Organização Mundial de Saúde alerta que o Plano de Ação Global de Vacinas, que visa prevenir milhões de mortes até 2020, está a ficar para trás

As vacinas evitaram pelo menos 10 milhões de mortes entre 2010 e 2015, e protegeram muitos milhões de pessoas de doenças como o sarampo, a pneumonia ou a tosse convulsa, segundo dados da Organização Mundial da Saúde (OMS) divulgados esta quinta-feira.

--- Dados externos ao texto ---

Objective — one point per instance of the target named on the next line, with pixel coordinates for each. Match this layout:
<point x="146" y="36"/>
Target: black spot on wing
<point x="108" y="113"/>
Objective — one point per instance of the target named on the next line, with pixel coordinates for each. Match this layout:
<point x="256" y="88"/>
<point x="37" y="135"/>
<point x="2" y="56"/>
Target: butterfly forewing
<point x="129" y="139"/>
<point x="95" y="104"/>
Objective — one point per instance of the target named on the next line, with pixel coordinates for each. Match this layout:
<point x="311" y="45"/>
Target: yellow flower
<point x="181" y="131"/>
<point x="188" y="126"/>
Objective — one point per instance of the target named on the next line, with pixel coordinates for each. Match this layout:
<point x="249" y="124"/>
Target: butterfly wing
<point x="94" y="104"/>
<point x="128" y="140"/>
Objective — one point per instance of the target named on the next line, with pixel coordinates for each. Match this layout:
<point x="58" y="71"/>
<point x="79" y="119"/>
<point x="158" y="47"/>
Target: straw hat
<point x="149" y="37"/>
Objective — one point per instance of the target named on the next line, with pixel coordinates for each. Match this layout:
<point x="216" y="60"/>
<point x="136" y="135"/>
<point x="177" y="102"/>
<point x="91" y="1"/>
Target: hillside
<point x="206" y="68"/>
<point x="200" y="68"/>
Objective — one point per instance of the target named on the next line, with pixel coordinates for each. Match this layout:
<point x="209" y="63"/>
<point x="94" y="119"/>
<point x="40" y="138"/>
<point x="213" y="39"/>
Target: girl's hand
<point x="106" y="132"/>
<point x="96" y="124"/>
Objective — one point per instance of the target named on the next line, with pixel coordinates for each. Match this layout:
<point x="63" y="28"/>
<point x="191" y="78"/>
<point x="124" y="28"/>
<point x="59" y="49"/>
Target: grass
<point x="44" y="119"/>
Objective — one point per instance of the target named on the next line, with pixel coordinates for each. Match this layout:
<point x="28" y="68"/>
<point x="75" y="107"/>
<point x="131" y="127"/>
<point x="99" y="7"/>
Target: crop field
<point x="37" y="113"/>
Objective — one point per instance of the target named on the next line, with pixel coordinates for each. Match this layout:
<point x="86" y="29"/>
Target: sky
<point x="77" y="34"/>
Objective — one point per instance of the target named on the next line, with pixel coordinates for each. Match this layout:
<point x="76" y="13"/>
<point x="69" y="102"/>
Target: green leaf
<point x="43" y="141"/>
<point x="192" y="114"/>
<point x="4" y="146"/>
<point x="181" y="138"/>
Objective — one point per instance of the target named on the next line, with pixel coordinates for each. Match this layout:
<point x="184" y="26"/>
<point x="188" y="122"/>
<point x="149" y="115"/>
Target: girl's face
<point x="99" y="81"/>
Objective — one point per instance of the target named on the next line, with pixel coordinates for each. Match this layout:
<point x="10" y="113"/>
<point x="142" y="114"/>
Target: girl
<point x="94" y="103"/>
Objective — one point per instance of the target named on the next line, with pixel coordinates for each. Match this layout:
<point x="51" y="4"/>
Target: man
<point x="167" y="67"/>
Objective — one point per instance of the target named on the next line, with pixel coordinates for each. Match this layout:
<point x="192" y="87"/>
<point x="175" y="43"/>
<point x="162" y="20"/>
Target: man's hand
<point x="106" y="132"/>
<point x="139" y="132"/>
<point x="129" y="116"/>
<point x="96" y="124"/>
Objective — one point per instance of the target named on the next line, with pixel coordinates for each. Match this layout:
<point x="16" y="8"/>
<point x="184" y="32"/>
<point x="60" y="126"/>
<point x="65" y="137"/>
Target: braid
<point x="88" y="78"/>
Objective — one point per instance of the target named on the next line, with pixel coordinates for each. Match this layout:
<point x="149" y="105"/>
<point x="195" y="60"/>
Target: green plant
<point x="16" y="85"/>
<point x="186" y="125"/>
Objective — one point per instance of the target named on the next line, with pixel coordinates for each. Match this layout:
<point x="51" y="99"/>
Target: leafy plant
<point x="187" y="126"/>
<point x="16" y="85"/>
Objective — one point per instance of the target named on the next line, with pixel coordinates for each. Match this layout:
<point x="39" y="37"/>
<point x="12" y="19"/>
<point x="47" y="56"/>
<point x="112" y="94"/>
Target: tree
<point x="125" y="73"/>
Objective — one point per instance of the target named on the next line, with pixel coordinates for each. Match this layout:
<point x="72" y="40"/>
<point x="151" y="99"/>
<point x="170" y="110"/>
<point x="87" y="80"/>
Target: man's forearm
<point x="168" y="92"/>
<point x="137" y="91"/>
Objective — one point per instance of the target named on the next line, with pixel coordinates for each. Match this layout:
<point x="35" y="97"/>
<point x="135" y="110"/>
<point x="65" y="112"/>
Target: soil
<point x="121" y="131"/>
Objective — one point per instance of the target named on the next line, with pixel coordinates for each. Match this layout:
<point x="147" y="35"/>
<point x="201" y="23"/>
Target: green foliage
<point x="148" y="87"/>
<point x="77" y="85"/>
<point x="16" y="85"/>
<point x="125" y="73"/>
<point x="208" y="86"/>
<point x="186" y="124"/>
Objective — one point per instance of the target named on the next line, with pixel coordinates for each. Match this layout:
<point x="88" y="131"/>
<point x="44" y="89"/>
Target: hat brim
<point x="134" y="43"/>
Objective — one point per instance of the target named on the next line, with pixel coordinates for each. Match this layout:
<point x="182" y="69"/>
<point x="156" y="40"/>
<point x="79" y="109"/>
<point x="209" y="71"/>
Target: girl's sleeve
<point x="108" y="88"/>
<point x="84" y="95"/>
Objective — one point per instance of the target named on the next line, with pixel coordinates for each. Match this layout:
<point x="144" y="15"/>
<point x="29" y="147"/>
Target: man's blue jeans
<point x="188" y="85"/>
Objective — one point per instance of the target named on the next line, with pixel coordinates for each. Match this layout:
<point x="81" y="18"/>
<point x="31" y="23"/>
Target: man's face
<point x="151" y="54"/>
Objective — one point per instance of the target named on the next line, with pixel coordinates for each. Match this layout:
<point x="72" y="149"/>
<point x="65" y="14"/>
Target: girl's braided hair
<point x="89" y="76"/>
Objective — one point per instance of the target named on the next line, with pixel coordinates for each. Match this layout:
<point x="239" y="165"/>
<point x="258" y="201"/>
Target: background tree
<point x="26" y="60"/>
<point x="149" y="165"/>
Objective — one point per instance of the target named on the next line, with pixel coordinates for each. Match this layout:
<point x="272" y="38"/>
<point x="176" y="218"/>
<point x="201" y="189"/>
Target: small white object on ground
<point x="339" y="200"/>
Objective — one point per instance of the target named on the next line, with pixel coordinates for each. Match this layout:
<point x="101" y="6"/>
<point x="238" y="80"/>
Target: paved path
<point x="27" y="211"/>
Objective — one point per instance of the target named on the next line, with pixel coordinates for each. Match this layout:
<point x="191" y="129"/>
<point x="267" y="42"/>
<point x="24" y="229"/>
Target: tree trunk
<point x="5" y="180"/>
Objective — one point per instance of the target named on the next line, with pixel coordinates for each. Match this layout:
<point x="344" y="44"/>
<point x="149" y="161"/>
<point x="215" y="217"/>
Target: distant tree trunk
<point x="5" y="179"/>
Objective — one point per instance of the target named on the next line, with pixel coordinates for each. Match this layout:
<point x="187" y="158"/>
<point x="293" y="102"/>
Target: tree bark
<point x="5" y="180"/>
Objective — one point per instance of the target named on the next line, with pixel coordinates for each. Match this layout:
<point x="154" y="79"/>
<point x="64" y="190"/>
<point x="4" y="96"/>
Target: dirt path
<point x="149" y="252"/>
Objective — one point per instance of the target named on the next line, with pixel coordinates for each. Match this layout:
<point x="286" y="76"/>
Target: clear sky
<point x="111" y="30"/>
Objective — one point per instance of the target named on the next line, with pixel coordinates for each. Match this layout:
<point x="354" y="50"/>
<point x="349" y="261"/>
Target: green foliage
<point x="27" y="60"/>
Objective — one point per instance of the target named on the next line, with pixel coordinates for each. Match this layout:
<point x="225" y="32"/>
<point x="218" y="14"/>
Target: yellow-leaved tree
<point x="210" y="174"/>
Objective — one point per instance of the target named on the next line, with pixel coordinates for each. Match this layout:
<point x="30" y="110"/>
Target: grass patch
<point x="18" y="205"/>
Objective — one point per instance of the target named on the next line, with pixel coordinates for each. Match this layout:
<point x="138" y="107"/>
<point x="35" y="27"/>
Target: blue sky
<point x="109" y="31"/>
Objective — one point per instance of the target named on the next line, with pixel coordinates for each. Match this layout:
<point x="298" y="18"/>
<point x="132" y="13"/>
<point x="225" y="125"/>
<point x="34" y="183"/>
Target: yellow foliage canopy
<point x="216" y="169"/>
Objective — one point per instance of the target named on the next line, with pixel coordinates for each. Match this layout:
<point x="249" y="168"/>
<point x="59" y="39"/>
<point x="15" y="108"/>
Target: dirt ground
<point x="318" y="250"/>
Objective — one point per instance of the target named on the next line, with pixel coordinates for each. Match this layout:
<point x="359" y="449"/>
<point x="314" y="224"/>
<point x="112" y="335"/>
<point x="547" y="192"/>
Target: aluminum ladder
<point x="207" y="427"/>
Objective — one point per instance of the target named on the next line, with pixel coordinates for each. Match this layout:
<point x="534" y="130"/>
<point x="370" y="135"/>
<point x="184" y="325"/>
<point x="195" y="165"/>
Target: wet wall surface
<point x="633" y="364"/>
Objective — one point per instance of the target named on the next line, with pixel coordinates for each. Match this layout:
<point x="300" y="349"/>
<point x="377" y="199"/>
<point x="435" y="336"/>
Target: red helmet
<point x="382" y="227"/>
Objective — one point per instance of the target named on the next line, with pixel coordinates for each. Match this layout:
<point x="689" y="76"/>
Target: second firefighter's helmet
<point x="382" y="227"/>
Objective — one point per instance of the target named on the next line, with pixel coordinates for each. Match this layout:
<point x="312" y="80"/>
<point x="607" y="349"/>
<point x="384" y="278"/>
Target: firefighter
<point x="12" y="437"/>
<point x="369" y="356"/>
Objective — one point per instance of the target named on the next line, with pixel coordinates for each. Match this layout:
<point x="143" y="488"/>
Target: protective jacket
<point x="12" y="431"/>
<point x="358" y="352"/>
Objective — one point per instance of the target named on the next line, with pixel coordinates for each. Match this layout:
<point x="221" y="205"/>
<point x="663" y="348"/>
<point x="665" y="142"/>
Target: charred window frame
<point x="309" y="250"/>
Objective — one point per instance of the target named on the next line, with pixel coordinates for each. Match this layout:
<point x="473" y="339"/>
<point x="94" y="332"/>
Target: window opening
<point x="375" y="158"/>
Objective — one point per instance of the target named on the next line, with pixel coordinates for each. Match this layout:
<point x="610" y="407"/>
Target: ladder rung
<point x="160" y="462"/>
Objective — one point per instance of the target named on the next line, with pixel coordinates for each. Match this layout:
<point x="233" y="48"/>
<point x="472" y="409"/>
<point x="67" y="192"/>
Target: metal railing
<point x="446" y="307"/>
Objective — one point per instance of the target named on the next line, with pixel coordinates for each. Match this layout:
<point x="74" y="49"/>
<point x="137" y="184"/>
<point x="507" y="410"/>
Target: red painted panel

O impulso global para acabar com a poliomielite atingiu a sua fase final, havendo apenas três países que ainda estão a trabalhar para erradicar esta doença debilitante, adianta a OMS em comunicado.

O ambicioso Plano de Ação Global de Vacinas, que tem como o objetivo melhorar o acesso às vacinas em todas as regiões do mundo e, assim, prevenir milhões de mortes até 2020, começou forte, mas está a ficar para trás.

Perante esta situação, a Organização Mundial da Saúde desafia os líderes de saúde mundiais a fazerem da vacinação uma das maiores histórias de sucesso da medicina moderna.

Segundo a OMS, as vacinas têm sido uma das maiores histórias de sucesso da medicina moderna.

A OMS estima que pelo menos dez milhões de mortes tenham sido evitadas entre 2010 e 2015, graças às vacinações realizadas em todo o mundo.

"Muitos milhões de vidas foram protegidas do sofrimento e incapacidade associados a doenças como pneumonia, a diarreia, tosse convulsa, sarampo e poliomielite", sublinha no comunicado.

A Organização Mundial de Saúde salienta ainda que programas de imunização bem-sucedidos também permitem que as prioridades nacionais, como a educação e o desenvolvimento económico, se concretizem.

A vacinação é um dos meios mais baratos e eficazes de prevenir doenças infeciosas graves.

Desde a criação do Programa Expandido de Imunizações (PEI) da Organização Mundial de Saúde, os níveis de imunização com as seis vacinas infantis básicas – difteria, tosse convulsa, tétano, poliomielite, sarampo e tuberculose – , subiram de 5% no início da década de 1980 para cerca de 80% em todo o mundo atualmente.